Upon the ship's arrival, the Gray Commander is truly impressed by how much human development and advancement has occurred. His advance probe and its 2,000 advance nanobots record an enormous amount of information on mankind and his achievements, including: (1) developing proven vaccines (1796); (2) proposing a theory of evolution (1859); 3) creating the automobile (1885); (4) mastering flight (1903); (5) developing theories of relativity and quantum mechanics (1905); (6) creating digital photography images (1957); (7) traveling to their moon (1969); (8) creating the internet and electronic connection devices (1969); (9) creating electronic writing (1971); (10) creating adaptive digital music (1973). Other examples were present as well.

Plot/Idea: 6 out of 10
Originality: 6 out of 10
Prose: 5 out of 10
Character/Execution: 4 out of 10
Overall: 5.25 out of 10


Plot/Idea: The plot idea of an alien race evaluating humanity for the possibility of an intergalactic civilization is a solid, if slightly overdone, idea, though the book as written reads more like a collection of short stories with a light framing device than a cohesive narrative. Pryor never quite clarifies why these aliens care particularly about the Christian concept of the seven deadly sins.
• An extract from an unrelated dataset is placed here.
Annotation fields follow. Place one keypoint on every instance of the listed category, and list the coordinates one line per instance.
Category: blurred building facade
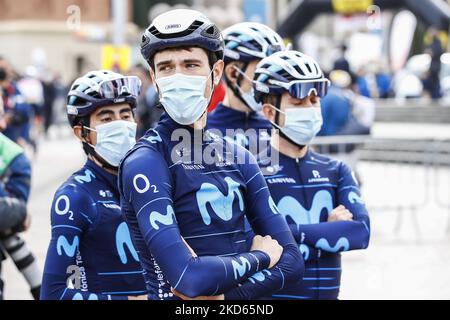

Prose: Pryor's prose is often engaging, but is prone to overexplaining or adding details that don't support the story's advancement. 

Originality: The combination of closely intermingled scientific and theological concepts—such as the sins of Wrath and Gluttony—gives the novel an intriguing edge it would not otherwise have.

Character Development/Execution: Despite the rich potential of the premise--an alien species objectively evaluating all of humanity--the scope of that assessment is rather limited. Human subjects don't display significant diversity, while the alien species also comes across as somewhat overly human in their language and expression.